Optically photographic complements are correct. You can test and prove this yourself. To do this, take advantage of the retinal after images your eyes produce. Simply stare at a solid patch of color for more than twenty seconds and then shift your gaze to a neutral field of color, like a white wall. The color you’ll see will be the photographic complement. So, if you want to take maximum advantage of the optical effects generated by complementary colors, choose photographic complements.

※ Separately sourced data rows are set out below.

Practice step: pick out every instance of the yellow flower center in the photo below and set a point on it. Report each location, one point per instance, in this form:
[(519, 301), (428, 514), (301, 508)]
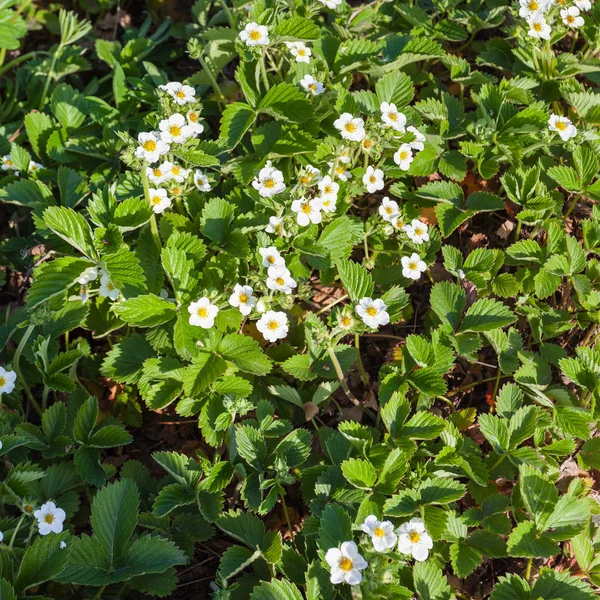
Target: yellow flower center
[(414, 537), (345, 564)]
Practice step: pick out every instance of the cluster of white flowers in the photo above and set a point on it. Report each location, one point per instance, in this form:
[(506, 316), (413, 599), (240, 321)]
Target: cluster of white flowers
[(7, 381), (345, 563), (50, 518), (540, 13)]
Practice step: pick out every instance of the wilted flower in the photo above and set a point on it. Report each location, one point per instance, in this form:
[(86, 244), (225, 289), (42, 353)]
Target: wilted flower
[(413, 539), (391, 117), (373, 312), (280, 279), (50, 518), (255, 35), (417, 231), (243, 299), (151, 148), (271, 257), (300, 51), (273, 325), (563, 126), (571, 17), (346, 564), (159, 200), (310, 84), (373, 179), (269, 181), (307, 211), (7, 381), (201, 181), (381, 533), (404, 157), (203, 313), (181, 94), (351, 128), (413, 266)]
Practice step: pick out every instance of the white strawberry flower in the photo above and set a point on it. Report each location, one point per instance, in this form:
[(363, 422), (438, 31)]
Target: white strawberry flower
[(310, 84), (279, 279), (7, 163), (404, 157), (202, 313), (333, 4), (418, 142), (193, 119), (269, 181), (571, 17), (381, 533), (417, 231), (273, 325), (328, 188), (413, 266), (309, 175), (276, 226), (151, 147), (392, 117), (50, 518), (351, 128), (175, 172), (389, 209), (159, 174), (271, 257), (255, 35), (563, 126), (373, 179), (300, 51), (201, 181), (33, 166), (159, 200), (528, 8), (7, 381), (345, 564), (175, 129), (107, 287), (373, 312), (243, 299), (538, 28), (181, 94), (307, 211), (339, 171), (413, 539)]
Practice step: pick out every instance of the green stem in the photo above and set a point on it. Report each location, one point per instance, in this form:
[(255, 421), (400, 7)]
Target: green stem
[(263, 68), (17, 366), (14, 535)]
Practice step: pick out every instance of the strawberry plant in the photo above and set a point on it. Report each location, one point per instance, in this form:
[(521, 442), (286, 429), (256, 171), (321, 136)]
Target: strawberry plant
[(300, 300)]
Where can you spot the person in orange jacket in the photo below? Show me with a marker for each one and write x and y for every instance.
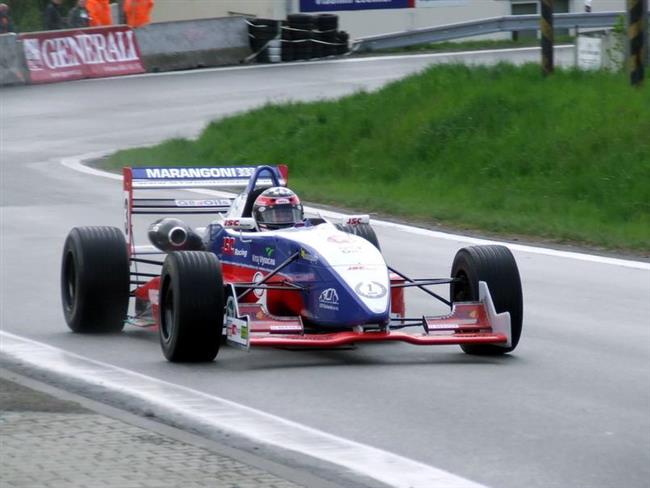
(138, 12)
(100, 12)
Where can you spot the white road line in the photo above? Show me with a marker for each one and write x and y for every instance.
(76, 164)
(386, 467)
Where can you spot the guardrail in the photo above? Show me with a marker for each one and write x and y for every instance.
(492, 25)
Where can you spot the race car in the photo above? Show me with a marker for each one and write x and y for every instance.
(261, 274)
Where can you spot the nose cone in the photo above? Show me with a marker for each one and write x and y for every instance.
(369, 284)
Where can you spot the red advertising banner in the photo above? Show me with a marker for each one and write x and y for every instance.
(81, 53)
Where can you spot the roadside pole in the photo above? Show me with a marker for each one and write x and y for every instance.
(547, 37)
(636, 32)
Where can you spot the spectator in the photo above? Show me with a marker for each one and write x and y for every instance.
(100, 12)
(6, 25)
(138, 12)
(54, 16)
(79, 16)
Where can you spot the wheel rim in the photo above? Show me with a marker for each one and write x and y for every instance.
(167, 317)
(69, 282)
(461, 289)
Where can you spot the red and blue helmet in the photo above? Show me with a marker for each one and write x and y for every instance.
(277, 207)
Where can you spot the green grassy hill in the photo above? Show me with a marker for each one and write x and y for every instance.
(497, 149)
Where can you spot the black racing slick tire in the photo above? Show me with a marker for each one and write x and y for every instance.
(95, 279)
(362, 230)
(191, 306)
(496, 266)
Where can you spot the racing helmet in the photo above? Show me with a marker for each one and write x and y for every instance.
(276, 208)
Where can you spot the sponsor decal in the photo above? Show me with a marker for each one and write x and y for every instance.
(329, 299)
(154, 296)
(202, 203)
(263, 260)
(75, 54)
(370, 289)
(193, 173)
(228, 247)
(304, 254)
(302, 276)
(259, 293)
(350, 249)
(339, 238)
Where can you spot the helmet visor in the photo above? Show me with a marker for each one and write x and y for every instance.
(281, 214)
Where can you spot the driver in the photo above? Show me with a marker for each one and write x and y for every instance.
(277, 208)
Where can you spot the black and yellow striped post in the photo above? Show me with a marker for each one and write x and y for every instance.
(636, 32)
(547, 36)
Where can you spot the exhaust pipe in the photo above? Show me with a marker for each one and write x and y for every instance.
(170, 234)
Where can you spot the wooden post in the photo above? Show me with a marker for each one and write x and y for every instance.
(636, 31)
(547, 36)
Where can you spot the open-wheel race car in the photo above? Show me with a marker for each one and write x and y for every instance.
(261, 274)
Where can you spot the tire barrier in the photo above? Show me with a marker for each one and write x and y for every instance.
(299, 37)
(12, 61)
(636, 32)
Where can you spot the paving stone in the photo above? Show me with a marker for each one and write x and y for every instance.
(87, 450)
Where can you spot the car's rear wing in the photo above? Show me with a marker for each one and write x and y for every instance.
(174, 178)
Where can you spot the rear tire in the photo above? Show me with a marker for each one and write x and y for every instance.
(95, 279)
(362, 230)
(191, 306)
(497, 267)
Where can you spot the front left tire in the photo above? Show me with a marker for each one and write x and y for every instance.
(95, 280)
(191, 306)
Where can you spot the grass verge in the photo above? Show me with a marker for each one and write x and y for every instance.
(498, 149)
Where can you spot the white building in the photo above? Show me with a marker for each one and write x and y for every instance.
(365, 22)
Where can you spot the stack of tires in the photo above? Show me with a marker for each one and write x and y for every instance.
(325, 35)
(261, 32)
(343, 41)
(299, 28)
(300, 37)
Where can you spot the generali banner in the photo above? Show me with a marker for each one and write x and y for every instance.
(82, 53)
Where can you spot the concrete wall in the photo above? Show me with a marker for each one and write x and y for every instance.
(12, 61)
(189, 44)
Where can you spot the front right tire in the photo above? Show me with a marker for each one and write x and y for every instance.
(496, 266)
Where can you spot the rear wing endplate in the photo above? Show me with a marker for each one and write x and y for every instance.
(173, 178)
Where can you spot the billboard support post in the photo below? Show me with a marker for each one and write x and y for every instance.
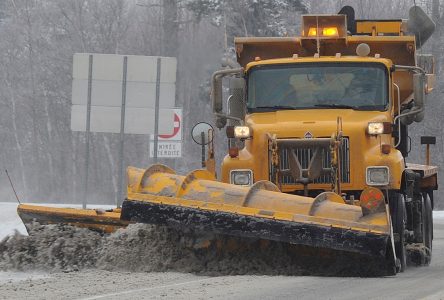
(122, 135)
(88, 124)
(156, 109)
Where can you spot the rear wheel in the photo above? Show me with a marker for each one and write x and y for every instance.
(397, 212)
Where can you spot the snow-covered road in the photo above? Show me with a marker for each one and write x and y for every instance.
(415, 283)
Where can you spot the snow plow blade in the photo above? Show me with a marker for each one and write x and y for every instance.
(199, 203)
(105, 221)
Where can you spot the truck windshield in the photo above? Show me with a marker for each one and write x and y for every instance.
(360, 86)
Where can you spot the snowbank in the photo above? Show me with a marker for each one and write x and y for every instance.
(10, 221)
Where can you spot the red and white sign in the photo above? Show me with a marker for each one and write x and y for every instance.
(170, 145)
(177, 132)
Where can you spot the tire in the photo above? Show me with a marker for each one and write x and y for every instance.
(398, 215)
(427, 220)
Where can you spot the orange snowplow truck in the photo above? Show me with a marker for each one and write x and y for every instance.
(318, 140)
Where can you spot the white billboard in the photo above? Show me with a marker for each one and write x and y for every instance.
(107, 83)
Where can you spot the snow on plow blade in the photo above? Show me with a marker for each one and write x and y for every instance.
(95, 219)
(198, 202)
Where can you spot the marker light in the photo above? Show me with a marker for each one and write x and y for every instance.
(312, 32)
(330, 31)
(327, 31)
(242, 132)
(375, 128)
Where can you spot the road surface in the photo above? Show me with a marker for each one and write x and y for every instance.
(415, 283)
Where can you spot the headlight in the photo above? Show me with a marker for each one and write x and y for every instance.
(377, 176)
(375, 128)
(242, 132)
(241, 177)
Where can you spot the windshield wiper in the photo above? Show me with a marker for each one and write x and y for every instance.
(275, 107)
(336, 106)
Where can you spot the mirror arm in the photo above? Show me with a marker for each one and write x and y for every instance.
(229, 117)
(409, 68)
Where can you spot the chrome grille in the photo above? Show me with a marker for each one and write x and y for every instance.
(305, 155)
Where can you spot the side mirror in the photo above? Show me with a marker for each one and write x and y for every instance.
(236, 102)
(419, 94)
(216, 94)
(201, 133)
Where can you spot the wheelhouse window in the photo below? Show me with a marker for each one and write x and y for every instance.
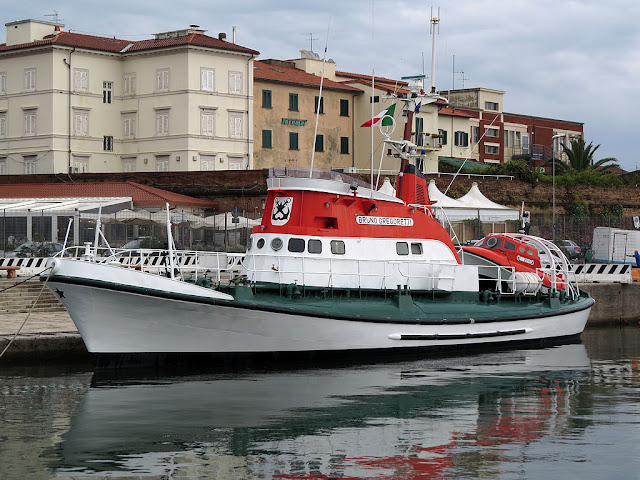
(402, 248)
(508, 245)
(276, 244)
(337, 247)
(296, 245)
(314, 246)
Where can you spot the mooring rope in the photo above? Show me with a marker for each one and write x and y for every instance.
(44, 285)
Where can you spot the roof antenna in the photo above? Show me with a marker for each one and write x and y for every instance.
(54, 16)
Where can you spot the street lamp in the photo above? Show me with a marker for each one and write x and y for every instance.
(553, 176)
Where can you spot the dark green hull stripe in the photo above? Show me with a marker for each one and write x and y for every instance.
(322, 312)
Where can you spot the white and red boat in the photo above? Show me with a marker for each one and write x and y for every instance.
(334, 266)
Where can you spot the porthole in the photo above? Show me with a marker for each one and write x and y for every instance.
(296, 245)
(337, 247)
(402, 248)
(314, 246)
(276, 244)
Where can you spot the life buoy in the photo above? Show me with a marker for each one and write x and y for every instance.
(491, 242)
(547, 280)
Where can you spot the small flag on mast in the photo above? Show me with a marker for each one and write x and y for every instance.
(385, 121)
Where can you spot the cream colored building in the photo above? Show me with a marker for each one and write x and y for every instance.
(181, 101)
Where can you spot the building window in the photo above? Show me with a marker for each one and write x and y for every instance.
(29, 79)
(267, 141)
(107, 92)
(344, 145)
(236, 163)
(162, 163)
(344, 107)
(207, 122)
(207, 79)
(162, 122)
(266, 99)
(207, 163)
(235, 125)
(461, 139)
(30, 122)
(235, 83)
(129, 165)
(293, 141)
(81, 79)
(129, 125)
(129, 83)
(443, 139)
(30, 164)
(80, 164)
(81, 123)
(162, 80)
(491, 149)
(293, 102)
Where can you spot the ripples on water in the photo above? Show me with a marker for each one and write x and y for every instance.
(566, 411)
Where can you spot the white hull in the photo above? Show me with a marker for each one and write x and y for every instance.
(113, 320)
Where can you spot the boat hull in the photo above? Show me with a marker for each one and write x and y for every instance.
(123, 319)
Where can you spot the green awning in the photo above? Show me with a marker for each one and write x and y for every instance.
(455, 163)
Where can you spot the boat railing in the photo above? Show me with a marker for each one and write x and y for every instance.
(364, 271)
(156, 261)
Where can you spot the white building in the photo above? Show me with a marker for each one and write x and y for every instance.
(181, 101)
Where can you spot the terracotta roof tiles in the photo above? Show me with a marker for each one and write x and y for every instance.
(107, 44)
(141, 195)
(291, 75)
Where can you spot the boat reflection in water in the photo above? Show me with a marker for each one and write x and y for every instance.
(431, 418)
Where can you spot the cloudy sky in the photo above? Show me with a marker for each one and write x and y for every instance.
(574, 60)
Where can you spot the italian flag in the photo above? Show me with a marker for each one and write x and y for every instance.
(386, 121)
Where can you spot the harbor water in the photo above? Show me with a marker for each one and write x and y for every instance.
(570, 411)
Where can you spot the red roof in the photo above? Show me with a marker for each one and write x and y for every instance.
(291, 75)
(455, 112)
(107, 44)
(141, 195)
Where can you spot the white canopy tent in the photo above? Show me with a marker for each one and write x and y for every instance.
(471, 206)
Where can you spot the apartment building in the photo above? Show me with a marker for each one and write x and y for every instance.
(181, 101)
(287, 103)
(497, 136)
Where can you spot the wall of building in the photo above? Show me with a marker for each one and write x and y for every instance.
(277, 119)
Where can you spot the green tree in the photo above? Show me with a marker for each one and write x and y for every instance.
(580, 158)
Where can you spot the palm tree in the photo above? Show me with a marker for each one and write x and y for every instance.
(580, 158)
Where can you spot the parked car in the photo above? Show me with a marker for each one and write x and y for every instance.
(35, 249)
(570, 248)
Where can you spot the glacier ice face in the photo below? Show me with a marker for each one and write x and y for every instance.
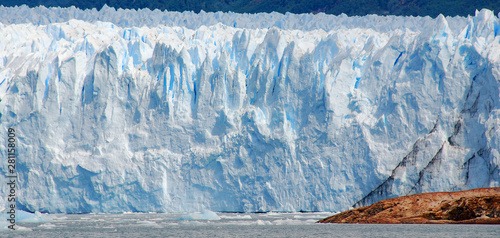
(115, 117)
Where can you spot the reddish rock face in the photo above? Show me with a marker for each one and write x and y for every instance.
(476, 206)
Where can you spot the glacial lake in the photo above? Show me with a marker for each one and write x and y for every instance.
(230, 225)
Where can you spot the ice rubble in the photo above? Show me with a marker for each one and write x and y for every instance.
(160, 111)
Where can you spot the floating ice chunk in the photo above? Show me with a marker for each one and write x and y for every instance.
(149, 224)
(47, 226)
(26, 217)
(205, 215)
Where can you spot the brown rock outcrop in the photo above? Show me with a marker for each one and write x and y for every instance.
(476, 206)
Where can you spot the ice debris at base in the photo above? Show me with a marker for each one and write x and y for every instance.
(27, 217)
(204, 215)
(20, 218)
(159, 111)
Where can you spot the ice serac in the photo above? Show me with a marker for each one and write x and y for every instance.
(115, 117)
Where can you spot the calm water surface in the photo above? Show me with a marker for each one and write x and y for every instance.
(233, 225)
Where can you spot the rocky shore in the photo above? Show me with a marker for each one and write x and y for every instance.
(476, 206)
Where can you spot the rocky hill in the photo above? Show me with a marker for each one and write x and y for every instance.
(476, 206)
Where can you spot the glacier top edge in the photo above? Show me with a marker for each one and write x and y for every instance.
(145, 17)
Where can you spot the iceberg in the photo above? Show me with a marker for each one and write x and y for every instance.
(204, 215)
(149, 111)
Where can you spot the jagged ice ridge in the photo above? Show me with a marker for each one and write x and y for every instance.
(160, 111)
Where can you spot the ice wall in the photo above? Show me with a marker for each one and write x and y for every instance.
(115, 117)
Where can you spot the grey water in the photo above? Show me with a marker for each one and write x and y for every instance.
(231, 225)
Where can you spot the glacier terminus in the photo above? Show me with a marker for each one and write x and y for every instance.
(150, 111)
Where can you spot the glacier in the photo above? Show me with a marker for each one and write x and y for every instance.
(150, 111)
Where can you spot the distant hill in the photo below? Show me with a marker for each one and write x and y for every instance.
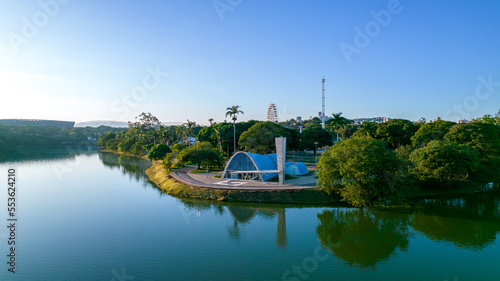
(97, 123)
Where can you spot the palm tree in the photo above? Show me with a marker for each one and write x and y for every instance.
(338, 122)
(180, 131)
(233, 111)
(189, 129)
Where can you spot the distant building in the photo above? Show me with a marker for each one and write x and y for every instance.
(38, 123)
(358, 121)
(272, 113)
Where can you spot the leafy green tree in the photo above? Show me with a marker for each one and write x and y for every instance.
(260, 138)
(485, 140)
(348, 131)
(201, 154)
(431, 131)
(365, 170)
(396, 132)
(368, 129)
(337, 122)
(233, 111)
(158, 152)
(139, 148)
(180, 131)
(112, 144)
(314, 121)
(444, 162)
(104, 139)
(126, 144)
(190, 130)
(313, 134)
(488, 119)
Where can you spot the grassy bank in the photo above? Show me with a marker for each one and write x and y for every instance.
(169, 185)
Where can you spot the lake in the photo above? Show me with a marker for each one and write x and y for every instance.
(88, 215)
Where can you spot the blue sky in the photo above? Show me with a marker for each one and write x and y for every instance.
(186, 59)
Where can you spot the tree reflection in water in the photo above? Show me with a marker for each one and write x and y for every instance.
(361, 237)
(131, 166)
(471, 222)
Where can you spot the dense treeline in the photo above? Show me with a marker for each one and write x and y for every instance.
(379, 164)
(176, 144)
(14, 138)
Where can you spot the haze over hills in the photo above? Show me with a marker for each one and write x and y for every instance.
(97, 123)
(115, 124)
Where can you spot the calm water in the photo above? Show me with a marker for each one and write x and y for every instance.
(86, 215)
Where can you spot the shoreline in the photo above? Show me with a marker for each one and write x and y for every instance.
(159, 176)
(164, 181)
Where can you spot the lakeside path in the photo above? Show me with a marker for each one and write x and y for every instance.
(186, 177)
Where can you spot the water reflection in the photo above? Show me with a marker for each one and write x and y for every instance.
(362, 237)
(469, 222)
(134, 167)
(242, 215)
(46, 153)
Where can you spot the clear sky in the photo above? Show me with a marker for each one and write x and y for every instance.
(190, 59)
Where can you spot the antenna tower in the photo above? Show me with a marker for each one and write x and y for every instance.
(323, 102)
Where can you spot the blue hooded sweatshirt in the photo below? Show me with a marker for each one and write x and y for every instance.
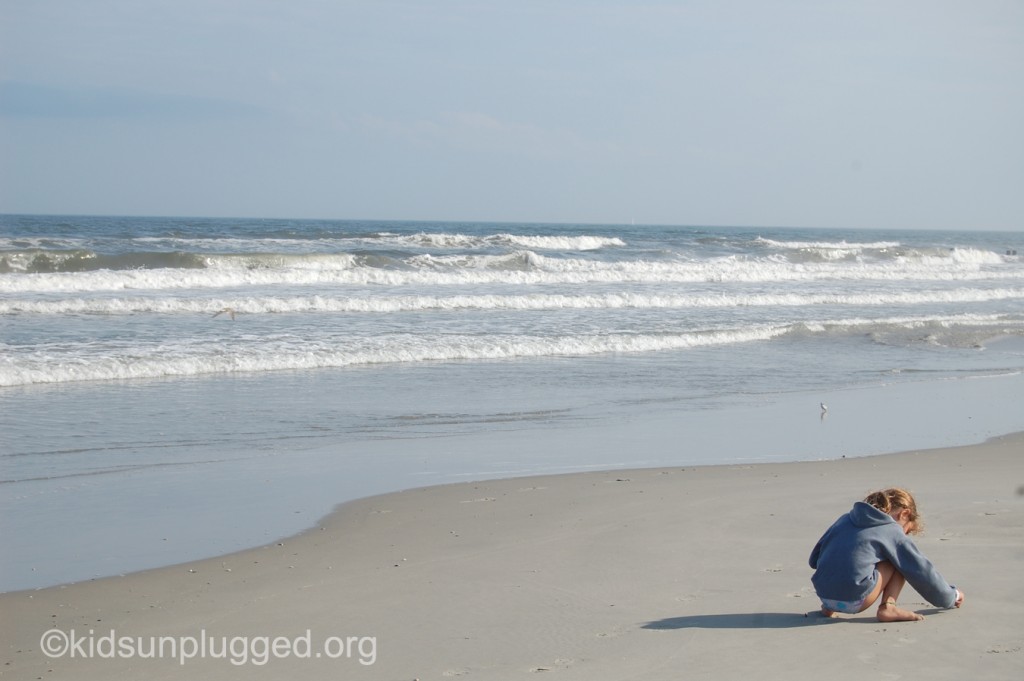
(844, 558)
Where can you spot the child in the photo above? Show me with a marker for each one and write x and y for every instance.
(867, 553)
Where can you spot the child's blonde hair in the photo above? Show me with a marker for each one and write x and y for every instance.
(893, 499)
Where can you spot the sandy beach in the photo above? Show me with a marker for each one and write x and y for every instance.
(655, 573)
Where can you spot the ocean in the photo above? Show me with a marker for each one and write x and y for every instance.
(174, 388)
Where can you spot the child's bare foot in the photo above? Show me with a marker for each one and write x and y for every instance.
(889, 612)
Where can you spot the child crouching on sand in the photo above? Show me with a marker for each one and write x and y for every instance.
(867, 553)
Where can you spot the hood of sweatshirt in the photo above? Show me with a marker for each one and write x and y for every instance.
(865, 515)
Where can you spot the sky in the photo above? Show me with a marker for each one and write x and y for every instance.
(888, 114)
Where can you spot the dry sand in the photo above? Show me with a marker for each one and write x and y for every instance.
(672, 573)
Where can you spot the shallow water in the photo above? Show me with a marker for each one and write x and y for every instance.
(138, 429)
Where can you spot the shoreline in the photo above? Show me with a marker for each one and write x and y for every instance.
(596, 575)
(235, 505)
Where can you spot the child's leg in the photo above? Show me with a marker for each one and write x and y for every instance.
(892, 583)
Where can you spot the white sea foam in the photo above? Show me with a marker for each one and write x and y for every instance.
(84, 364)
(840, 245)
(524, 267)
(385, 303)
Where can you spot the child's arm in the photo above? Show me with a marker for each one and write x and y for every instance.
(923, 576)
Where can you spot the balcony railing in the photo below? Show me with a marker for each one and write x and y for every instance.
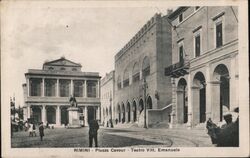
(178, 69)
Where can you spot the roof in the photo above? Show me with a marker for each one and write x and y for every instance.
(176, 12)
(62, 62)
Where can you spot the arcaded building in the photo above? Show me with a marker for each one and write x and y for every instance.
(145, 56)
(107, 97)
(205, 63)
(47, 92)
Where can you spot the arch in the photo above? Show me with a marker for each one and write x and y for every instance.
(141, 105)
(221, 77)
(134, 109)
(136, 72)
(64, 115)
(146, 66)
(199, 98)
(123, 113)
(36, 114)
(119, 112)
(51, 115)
(128, 111)
(182, 106)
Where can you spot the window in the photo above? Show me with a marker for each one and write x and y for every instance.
(181, 52)
(180, 18)
(146, 67)
(78, 88)
(92, 89)
(197, 45)
(219, 37)
(35, 87)
(64, 88)
(50, 87)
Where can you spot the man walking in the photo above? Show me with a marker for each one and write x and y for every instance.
(93, 128)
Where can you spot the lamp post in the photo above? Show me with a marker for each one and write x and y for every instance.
(145, 86)
(111, 121)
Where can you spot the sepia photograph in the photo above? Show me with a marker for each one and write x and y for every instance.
(124, 78)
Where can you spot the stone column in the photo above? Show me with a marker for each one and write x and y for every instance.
(28, 87)
(58, 116)
(196, 104)
(43, 87)
(215, 87)
(28, 111)
(86, 116)
(57, 88)
(208, 93)
(85, 90)
(232, 84)
(173, 113)
(44, 114)
(190, 107)
(71, 87)
(180, 106)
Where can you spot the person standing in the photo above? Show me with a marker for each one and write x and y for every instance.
(41, 131)
(93, 128)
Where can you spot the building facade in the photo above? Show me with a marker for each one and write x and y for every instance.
(47, 92)
(205, 63)
(107, 97)
(145, 56)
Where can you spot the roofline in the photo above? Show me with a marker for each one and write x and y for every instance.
(176, 12)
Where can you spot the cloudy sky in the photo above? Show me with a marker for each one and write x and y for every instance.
(86, 33)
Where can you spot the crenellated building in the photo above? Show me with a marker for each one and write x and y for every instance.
(47, 92)
(205, 63)
(107, 97)
(145, 56)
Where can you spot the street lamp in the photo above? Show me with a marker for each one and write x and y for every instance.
(145, 86)
(111, 122)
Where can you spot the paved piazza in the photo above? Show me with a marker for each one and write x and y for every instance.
(113, 137)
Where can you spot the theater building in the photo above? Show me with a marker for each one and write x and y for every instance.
(107, 97)
(205, 64)
(145, 56)
(47, 92)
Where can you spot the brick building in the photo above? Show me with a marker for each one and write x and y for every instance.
(107, 97)
(145, 56)
(47, 92)
(205, 63)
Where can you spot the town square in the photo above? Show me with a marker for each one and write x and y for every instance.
(149, 77)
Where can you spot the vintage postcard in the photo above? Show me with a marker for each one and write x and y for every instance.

Finally, color theory can be very useful. Artists frequently create consistent color structures (some call them color harmonies), much like the tonal structures or scales musicians. They often use color wheels to plot these relationships (not unlike a musician plots a circle of fifths to identify musical harmonies). They draw geometric figures inside a circle of color to identify regular intervals between the colors chosen; straight lines for pairs, triangles for trios, rectangles for quartets, etc. There’s no ideal structure. Different structures generate different effects, both optical and psychological – and it’s useful to know what those are. What matters most is that a color structure is created, rather than color chaos. The colors identified as complements define a color wheel. Once again, because of the impurities in pigments, painters distort their color wheels (expanding the oranges and reducing the cool blues) to help them identify which colors to mix to make neutral or more neutral colors, but the unintended consequence of doing this is that they plot color structures on a distorted color wheel. Their ideal theories are skewed by physical imperfections.

Long after his death, it was noted that pointillist painter Seurat, who started a whole school of painters who used broken bits of complementary colors rather than blended less intense colors, could have achieved even richer visual effects if he had adjusted his color choices. Viewers experience visual effects with their eyes. And the photographer’s color wheel is aligned with our eyes.